Horizontal scaling (scaling out)

If you do not want to scale vertically, you can always scale your system horizontally. Often, it is also referred to as scaling out. Google has really made this approach quite popular. The Google search engine is running out of inexpensive hardware boxes. So, despite being a distributed system, scaling out helped Google in its early days expand its search process in a short amount of time while being inexpensive. Most of the time, common tasks are assigned to worker machines and their output is collected by several machines doing the same task. This kind of arrangement also survives through failures. To scale out, load balancing techniques are useful. In this arrangement, a load balancer is usually added in front of all the clusters of the nodes. So, from a consumer perspective, it does not matter which machine/box you are hitting. This makes it easy to add capacity by adding more servers. Adding servers to clusters improves scalability linearly.

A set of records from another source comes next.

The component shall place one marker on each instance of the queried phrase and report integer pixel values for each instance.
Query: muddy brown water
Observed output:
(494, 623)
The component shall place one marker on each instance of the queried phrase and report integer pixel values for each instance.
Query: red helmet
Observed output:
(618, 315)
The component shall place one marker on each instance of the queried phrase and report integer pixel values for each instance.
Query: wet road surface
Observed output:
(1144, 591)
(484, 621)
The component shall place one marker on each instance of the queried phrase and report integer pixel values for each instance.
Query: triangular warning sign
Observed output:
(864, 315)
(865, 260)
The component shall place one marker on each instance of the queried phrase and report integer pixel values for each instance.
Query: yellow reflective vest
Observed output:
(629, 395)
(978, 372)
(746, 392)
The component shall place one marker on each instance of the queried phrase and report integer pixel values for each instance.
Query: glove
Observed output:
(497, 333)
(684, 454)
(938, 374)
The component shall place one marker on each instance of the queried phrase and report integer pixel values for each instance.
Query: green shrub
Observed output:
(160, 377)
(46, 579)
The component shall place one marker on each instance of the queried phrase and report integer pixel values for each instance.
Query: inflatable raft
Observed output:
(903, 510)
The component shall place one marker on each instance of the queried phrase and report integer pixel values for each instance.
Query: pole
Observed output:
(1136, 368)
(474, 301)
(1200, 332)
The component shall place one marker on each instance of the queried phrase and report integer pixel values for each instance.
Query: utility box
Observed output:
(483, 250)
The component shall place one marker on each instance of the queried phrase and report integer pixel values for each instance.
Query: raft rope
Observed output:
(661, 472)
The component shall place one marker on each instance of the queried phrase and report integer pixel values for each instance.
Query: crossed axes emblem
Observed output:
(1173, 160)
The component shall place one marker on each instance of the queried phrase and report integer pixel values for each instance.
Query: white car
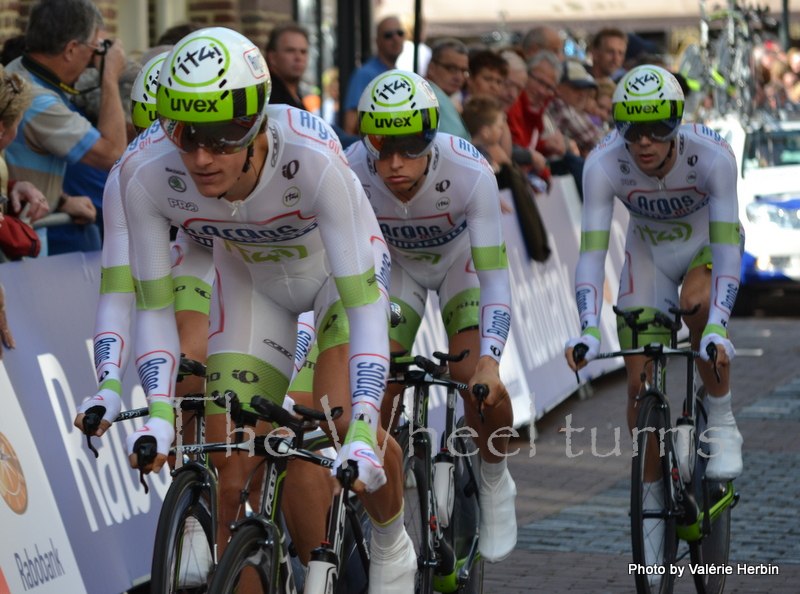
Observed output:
(768, 157)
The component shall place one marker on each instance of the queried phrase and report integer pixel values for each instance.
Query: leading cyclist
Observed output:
(678, 183)
(269, 188)
(437, 202)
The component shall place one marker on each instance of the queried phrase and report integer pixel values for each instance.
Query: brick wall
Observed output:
(14, 16)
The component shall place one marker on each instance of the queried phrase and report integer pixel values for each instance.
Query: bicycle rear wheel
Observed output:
(653, 527)
(714, 548)
(417, 514)
(184, 541)
(247, 558)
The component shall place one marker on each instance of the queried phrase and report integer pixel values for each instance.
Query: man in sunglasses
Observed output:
(389, 45)
(292, 231)
(678, 183)
(64, 38)
(437, 203)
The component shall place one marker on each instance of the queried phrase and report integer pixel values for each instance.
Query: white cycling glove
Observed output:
(716, 339)
(162, 430)
(359, 448)
(108, 400)
(590, 341)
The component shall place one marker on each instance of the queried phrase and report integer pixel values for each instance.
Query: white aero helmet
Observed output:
(213, 91)
(143, 93)
(398, 113)
(648, 101)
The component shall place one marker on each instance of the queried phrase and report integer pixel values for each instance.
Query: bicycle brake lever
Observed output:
(91, 421)
(711, 350)
(146, 452)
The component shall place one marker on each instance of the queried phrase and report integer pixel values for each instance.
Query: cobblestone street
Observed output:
(574, 533)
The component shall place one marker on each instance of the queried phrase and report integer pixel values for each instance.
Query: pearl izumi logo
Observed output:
(13, 488)
(200, 61)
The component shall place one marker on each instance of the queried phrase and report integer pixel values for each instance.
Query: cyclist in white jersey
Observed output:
(678, 183)
(437, 203)
(192, 277)
(192, 272)
(269, 188)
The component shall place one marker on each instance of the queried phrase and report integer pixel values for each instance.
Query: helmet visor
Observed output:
(659, 131)
(412, 146)
(221, 138)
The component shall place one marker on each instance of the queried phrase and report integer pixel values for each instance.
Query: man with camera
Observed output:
(64, 37)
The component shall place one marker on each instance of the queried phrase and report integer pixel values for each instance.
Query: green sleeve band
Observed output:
(155, 294)
(359, 289)
(592, 241)
(192, 294)
(714, 329)
(491, 258)
(724, 233)
(116, 279)
(162, 410)
(360, 431)
(113, 385)
(592, 331)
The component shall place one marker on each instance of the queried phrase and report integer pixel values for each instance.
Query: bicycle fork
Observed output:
(323, 567)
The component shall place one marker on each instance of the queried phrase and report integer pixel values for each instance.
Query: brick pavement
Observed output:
(572, 512)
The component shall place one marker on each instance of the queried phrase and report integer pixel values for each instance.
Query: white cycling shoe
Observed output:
(654, 530)
(392, 570)
(498, 518)
(195, 555)
(725, 463)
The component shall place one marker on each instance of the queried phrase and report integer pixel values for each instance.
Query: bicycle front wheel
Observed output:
(653, 527)
(246, 562)
(714, 548)
(417, 514)
(182, 556)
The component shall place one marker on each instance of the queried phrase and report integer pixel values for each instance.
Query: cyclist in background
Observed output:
(267, 187)
(437, 203)
(678, 183)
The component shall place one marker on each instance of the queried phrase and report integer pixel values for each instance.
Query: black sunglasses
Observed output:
(14, 91)
(393, 32)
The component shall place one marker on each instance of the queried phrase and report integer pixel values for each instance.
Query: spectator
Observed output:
(13, 48)
(543, 38)
(287, 58)
(637, 49)
(15, 98)
(389, 42)
(598, 106)
(568, 109)
(608, 53)
(64, 37)
(526, 118)
(81, 179)
(448, 71)
(486, 122)
(406, 59)
(516, 79)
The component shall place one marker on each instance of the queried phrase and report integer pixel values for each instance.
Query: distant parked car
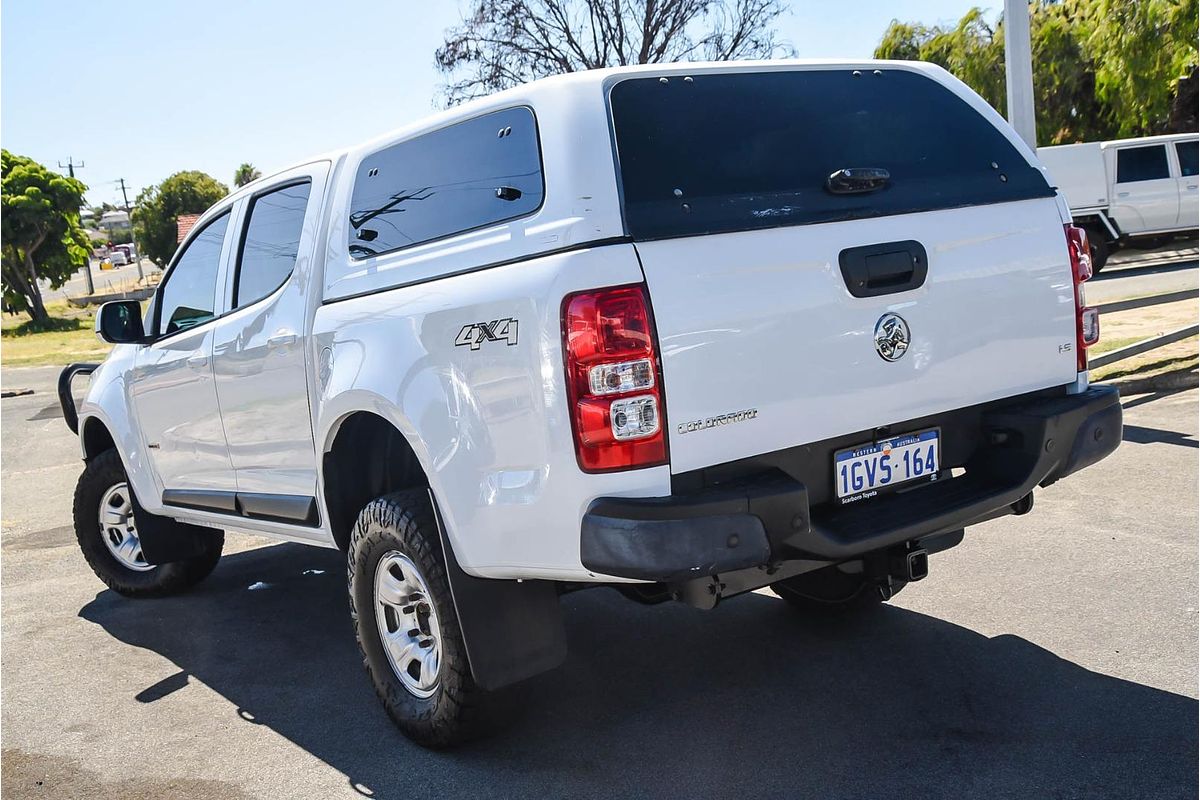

Scaling out is a successful strategy when the application code does not depend on the server it is running on. If the request needs to be executed on a specific server, that is, if the application code has server affinity, it will be difficult to scale out. However, in the case of stateless code, it is easier to get that code executed on any server. Hence, scalability is improved when a stateless code is run on horizontally scaled machines or clusters.

Due to the nature of horizontal scaling, it is a commonly used approach across the industry. You can see many examples of large scalable systems managed this way, for example, Google, Amazon, and Microsoft. We recommend that you scale microservices in a horizontal fashion as well.